You will select fields from the Collisions dataset to use in the DataFrame.
- Expand the Collisions dataset in the data pane. Select the following fields: Year, TOTAL_COLL, Number of cyclists, PEDESTRIAN, X, and Y.
- Drag the selected fields to the scripting environment inside the brackets in the second cell.
- Run the cell.
- In the next cell, create a DataFrame for the Traffic_Collision_by_Location_2019 dataset using the code
df2=pd.DataFrame()and the following fields: Total_Collisions, Cyclists_Collisions, Pedestrian_collisions, X, and Y. Run the cell.
You now have two DataFrames, one for each collision dataset. However, the 2019 data is missing a Year field. You will add a Year field to df2 in the first position so that it matches df1.
- In the next cell, enter and run the following code:
df2.insert(0, 'Year', 2019).
The code inserts a column named Year with a value of 2019 for each entry into position 0 (the first position on the left of the DataFrame).
Both DataFrames now include the same columns, but the column names do not match, which will cause issues if you try to append df2 to df1. You will rename the columns for both DataFrames.
- Enter and run the code
df1.columns=['Year', 'Total collisions', 'Number of cyclists', 'Number of pedestrians', 'X', 'Y']to rename all the columns in the df1 DataFrame.
- Repeat the previous step, editing the code to rename the columns for df2.
- Enter and run the code
Click here for a hint to edit the code
Change df1 to df2 in the code, but keep the same column names.
Next, you will append df2 to df1.
- In the next cell, enter the code
df1=df1.append(df2)and run the cell.
The 2019 data is appended to the 2015–2018 data. The df1 DataFrame now contains all the data from 2015 to 2019. You can now use df1 to create a new layer and add it to the data pane in Insights.
- Enter the code
%insights_return(df1)and run the cell.
A new dataset named Layer is added to the data pane. Your work in the Insights scripting environment is complete, so you will close it.
- In the scripting environment, click the close button, and click Yes, close on the warning dialog box.
In the next section, you will rerun the models in the workbook using the newly created dataset.
Update the workbook model
In Insights, a model recording the steps in your analysis is created automatically for each page in your workbook. In this section, you will update the models on both pages using the new dataset you created so that your analysis will reflect all the available data.
Your workbook includes two pages, and both pages will need to be updated with the Layer dataset.
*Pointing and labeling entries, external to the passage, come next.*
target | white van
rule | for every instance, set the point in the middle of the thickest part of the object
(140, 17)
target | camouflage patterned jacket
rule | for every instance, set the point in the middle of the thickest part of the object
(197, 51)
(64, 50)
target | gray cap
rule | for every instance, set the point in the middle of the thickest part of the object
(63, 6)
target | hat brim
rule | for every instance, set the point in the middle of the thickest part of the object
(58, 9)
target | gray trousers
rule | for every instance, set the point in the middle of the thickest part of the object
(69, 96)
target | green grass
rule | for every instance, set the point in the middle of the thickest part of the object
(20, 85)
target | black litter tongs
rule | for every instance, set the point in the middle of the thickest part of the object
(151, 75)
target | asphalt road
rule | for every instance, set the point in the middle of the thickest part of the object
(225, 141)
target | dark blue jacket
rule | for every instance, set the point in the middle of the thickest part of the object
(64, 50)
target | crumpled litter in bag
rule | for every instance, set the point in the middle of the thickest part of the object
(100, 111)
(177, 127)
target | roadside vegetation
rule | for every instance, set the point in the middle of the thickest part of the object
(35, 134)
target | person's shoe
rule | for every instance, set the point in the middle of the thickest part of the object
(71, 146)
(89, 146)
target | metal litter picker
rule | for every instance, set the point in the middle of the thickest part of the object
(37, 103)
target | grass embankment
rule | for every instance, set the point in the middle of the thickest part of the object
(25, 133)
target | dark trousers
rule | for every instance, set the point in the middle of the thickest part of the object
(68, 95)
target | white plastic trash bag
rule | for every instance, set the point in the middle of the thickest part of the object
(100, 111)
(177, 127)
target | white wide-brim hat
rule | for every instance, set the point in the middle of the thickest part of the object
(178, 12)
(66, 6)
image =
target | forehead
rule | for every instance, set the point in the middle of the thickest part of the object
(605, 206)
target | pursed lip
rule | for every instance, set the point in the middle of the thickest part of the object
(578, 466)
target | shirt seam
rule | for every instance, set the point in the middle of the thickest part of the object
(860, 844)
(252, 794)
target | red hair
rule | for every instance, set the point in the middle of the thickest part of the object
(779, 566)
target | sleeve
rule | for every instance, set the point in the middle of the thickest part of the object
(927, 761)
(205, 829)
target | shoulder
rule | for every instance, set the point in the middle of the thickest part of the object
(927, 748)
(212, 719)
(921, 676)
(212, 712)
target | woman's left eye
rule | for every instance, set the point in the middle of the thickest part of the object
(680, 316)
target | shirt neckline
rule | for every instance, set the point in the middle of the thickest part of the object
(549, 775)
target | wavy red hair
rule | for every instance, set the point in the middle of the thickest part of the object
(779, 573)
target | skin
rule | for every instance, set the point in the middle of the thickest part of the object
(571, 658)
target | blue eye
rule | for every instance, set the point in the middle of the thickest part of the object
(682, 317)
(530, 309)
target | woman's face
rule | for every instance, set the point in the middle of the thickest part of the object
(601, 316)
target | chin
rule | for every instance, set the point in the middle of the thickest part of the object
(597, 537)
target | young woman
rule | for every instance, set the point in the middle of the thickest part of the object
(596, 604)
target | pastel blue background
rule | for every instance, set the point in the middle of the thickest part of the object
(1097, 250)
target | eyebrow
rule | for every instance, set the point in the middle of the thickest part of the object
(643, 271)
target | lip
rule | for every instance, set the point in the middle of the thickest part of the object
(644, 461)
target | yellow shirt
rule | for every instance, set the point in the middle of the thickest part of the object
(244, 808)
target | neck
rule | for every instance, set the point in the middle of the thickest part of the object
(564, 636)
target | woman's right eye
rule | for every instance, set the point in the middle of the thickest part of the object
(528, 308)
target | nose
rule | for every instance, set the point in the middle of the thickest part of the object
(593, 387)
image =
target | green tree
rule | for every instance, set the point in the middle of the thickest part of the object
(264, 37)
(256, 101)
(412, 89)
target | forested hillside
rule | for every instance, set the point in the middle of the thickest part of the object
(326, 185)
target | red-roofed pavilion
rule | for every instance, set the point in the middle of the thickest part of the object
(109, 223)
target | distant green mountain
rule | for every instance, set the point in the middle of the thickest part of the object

You will copy the dataset to the second page before you update the model on the current page.
- In the data pane, select Layer and drag it onto the Collisions by route type page.
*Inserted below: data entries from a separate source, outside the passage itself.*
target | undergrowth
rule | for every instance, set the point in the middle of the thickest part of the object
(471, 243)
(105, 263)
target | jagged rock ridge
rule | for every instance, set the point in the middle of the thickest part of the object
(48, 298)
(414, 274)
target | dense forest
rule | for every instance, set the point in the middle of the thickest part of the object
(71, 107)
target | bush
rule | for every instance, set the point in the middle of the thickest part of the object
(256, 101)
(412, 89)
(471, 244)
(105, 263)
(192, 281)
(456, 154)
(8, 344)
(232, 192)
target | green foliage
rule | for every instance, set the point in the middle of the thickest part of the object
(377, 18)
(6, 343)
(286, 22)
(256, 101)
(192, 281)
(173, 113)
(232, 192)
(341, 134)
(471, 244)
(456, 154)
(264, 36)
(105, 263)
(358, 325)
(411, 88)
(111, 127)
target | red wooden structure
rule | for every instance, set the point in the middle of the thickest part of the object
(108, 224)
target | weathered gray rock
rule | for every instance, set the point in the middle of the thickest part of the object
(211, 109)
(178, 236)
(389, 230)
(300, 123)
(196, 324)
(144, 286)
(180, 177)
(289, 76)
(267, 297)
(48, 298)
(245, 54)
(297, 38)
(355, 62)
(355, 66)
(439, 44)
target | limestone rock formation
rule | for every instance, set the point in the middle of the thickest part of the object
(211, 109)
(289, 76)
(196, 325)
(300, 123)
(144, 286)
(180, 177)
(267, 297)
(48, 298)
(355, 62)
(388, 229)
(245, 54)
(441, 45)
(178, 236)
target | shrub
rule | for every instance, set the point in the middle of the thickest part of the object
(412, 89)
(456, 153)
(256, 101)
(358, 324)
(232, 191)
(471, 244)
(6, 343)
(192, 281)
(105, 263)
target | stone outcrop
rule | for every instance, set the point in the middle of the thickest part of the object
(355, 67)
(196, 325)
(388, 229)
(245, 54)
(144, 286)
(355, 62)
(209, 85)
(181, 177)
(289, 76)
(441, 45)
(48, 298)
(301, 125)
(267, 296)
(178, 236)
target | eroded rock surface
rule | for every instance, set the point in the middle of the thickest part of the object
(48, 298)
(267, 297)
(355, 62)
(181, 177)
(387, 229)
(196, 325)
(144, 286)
Layer is added to the data pane on the Collisions by route type page.
- Click Collisions by ward to return to the first page.
- On the workbook toolbar, click the Analysis view button.
The model in the analysis view shows the input datasets, followed by the steps in the analytical workflow and the resultant cards. You will update the input collision dataset.
- For the input dataset labeled Traffic_Collision_by_Location_2.Table1 (the original name for the Collisions dataset), click Update.
- For Choose a dataset, expand the menu and choose Layer.
- For Replace fields, review each set of fields and verify that X, Y, and Number of cyclists are chosen as the replacement fields.
- Click Update.
- Click the Page view button to return to the cards.
The map and combo chart are updated with the new dataset. The Layer dataset is now named Collisions. The two Traffic_Collision_by_Location datasets are no longer being used, so they can be removed from the workbook.
- For the first Traffic_Collision_by_Location dataset, click the Dataset options button, and click Remove dataset.
- Repeat the previous step for the second Traffic_Collision_by_Location dataset. Next, you will update the model on the second page.
- Click the Collisions by route type tab.
- Repeat the steps to update the model. Remember to verify that the correct replacement fields are being used. Return to the Page view to view the updated cards.
Your workbook is now updated to include collisions from 2019.